22/03/2010

Une catastrophe écologique qui ravit les politiciens

 

L’explosion démographique de la région lémanique est une authentique catastrophe écologique, et pourtant les politiciens continuent à se féliciter de ce «développement», qui s’accompagne d’un bétonnage frénétique de ce qui reste des campagnes, notamment autour de Lausanne – le Chalet-à-Gobet se transforme en banlieue dortoir, avec des immeubles parmi les sapins – et près de la frontière genevoise. Sur la Riviera vaudoise, les dernières vignes sont envahies de gabarits et de grues, les rares parcelles libres de constructions disparaissent d’une semaine à l’autre.

Les statisticiens nous annoncent 200′000 habitants de plus à Genève en 2025, 130′000 de plus dans le canton de Vaud en 2020. Plus raisonnable, le Valais aura 17′000 habitants de plus, mais cette augmentation sera due uniquement à l’immigration, puisque le «solde naturel», autrement dit les naissances indigènes, va diminuer depuis 2018. En d’autres termes, il y aura de plus en plus d’habitants dans le Vieux-Pays, mais de moins en moins de Valaisans !

Les communes peinent à réaliser le coût réel à long terme de cette démographie incontrôlée, non seulement en termes d’équipement et d’infrastructures, mais aussi en termes de sécurité et de tranquillité publique. Lorsqu’un village paisible et cossu se transforme en ville-dortoir, les premiers habitants réalisent sans plaisir qu’ils ont changé de biotope contre leur gré – bonjour les tags, les incivilités, les vols et les courses nocturnes en vélomoteur !

Le plus surprenant, c’est que cette explosion démographique se produit en dehors de tout contrôle politique.
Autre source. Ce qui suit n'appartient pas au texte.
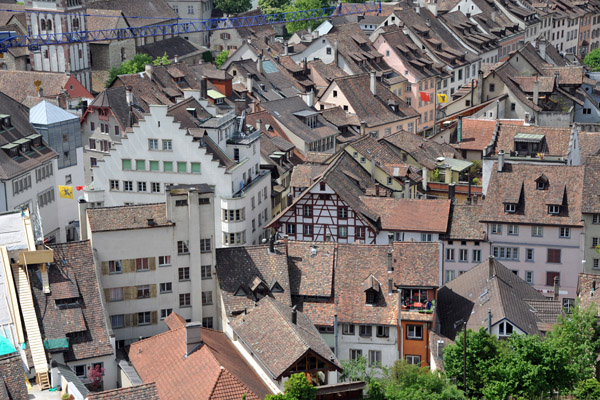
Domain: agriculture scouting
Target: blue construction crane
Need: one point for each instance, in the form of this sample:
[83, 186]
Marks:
[33, 42]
Or, on pourrait imaginer que l’une des tâches de l’Etat, c’est précisément de planifier l’évolution de la population, et non de la subir. On ne peut certes pas fermer les frontières, mais on peut au minimum ne pas encourager l’augmentation de la population. En réalité, on a l’impression que la gestion de la démographie a été abandonnée aux promoteurs, entrepreneurs et grands groupes commerciaux, qui invoquent l’arrivée prévue de nouveaux habitants pour construire à tout va. Ce faisant, ils créent un appel d’air, et la machine s’emballe.

On nous dira qu’il faut bien importer de la main d’œuvre pour faire le travail qu’il y a à faire. C’est un cercle vicieux parfait: plus l’immigration augmente, plus elle génère de travail et de tâches à accomplir, et plus il faut importer de travailleurs! CQFD. Jusqu’ici, seuls les Verts, libéraux et roses, ont osé considérer le problème dans son ensemble, et évoqué – Oh ! timidement – l’idée que le monde politique pourrait prendre ses responsabilités dans ce domaine.

C’est qu’il y a urgence: imaginez Genève avec 200′000 habitants de plus, autrement dit, 200′000 voitures de plus. Amusant, non?